Speakers at The Lodging Conference gave their thoughts on how to navigate a working owner-operator relationship in a third-party management arrangement.
PHOENIX—Hiring a third-party manager to operate your hotel can work, but there are ways to make the relationship between the owner and the operator more efficient, sources said.
On the “Third-party management: The owner-operator relationship” session at The Lodging Conference, panelists said it is possible to achieve alignment between third-party managers and the ownership company.
“I think one place you’ve got to start is understanding the owner’s goals,” said Kirby Payne, president of HVS Asset Management. “A hotel that is owned by a university, for instance, does not have the same goals as one that’s owned by an independent investor … you need to understand what the goals are; the investment goals, the quality goals and then figure out a way to not only align the management agreement but (align) the key staff with it as it relates to incentive pay and then motivations.”
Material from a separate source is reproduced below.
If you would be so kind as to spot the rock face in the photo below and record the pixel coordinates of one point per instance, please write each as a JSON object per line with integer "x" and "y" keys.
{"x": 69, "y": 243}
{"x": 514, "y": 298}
Chris Green, principal and COO at Chesapeake Hospitality, said his company spends a lot of time “pre-planning and pre-developing deals with our owners.”
That involves “making sure that we have alignment on not only business terms, but on terms that relate to how we handle our staff (and) how we handle our culture,” he said. “We’re a certain kind of company; we’re culture-based, we’re employee-focused, we deliver a certain level of performance and we have to achieve alignment before we ever do business.”
When asked by moderator Bob Rauch, president and CEO of RAR Hospitality, what’s negotiable in a management contract, speakers had different answers.
Roger Pollak, EVP of Island Hospitality Management, said his company ensures there are limitations stated in the contract for what the manager can do.
Green said that all terms are negotiable at Chesapeake.
“We just try to make sure that we don’t create any kind of dual-management representation where the owner’s self-managing. We believe that third parties are hired,” he said. “I have 3,000 employees and they’re all professional hoteliers, so I’ve got to be careful that we don’t create an environment where the owner is slowing down what we’re trying to do for them…”
Payne added that at HVS, working capital and access to banking is typically not negotiable for the management company.
“A management company doesn’t want to be in a situation where they can’t pay payroll and sales tax,” he said. “The rest they can get over, but payroll and sales tax are legal issues that can come back and bite them.”
Owners can be more involved with management contracts by being heavily involved during the budgeting process and the annual plan, according to Mitch Miller, principal at Miller Law Group.
“That’s the place to come to an agreement about marketing and operations and incentives and how much the amenities and the rooms are going to cost on a daily basis, and every little aspect of your hotel, and if you made the right decision about that manager, that manager will go and run with it and they’ll execute,” he said.
When it comes to third-party managing independent or boutique-style hotels, panelists had differing opinions on whether it is critical for managers to have experience with boutique or independent management before being brought on board.
“I would only hire (a manager) who doesn’t have experience with boutique hotels if I want to waste time and money,” Payne said. “I want one that has at least experience with independent hotels, preferably with boutique hotels (and catering) to (that market).”
Green said he’s had properties where a manager didn’t have experience operating boutique hotels, but they were able to successfully do it.
“I’m glad I have both, but we did get our first one without (a manager with boutique experience) … but what we found out was we applied all the heavy hitting that we do on the brand side and the corporate back end with (our sales) department and we had a better running boutique than most (other boutiques),” he said.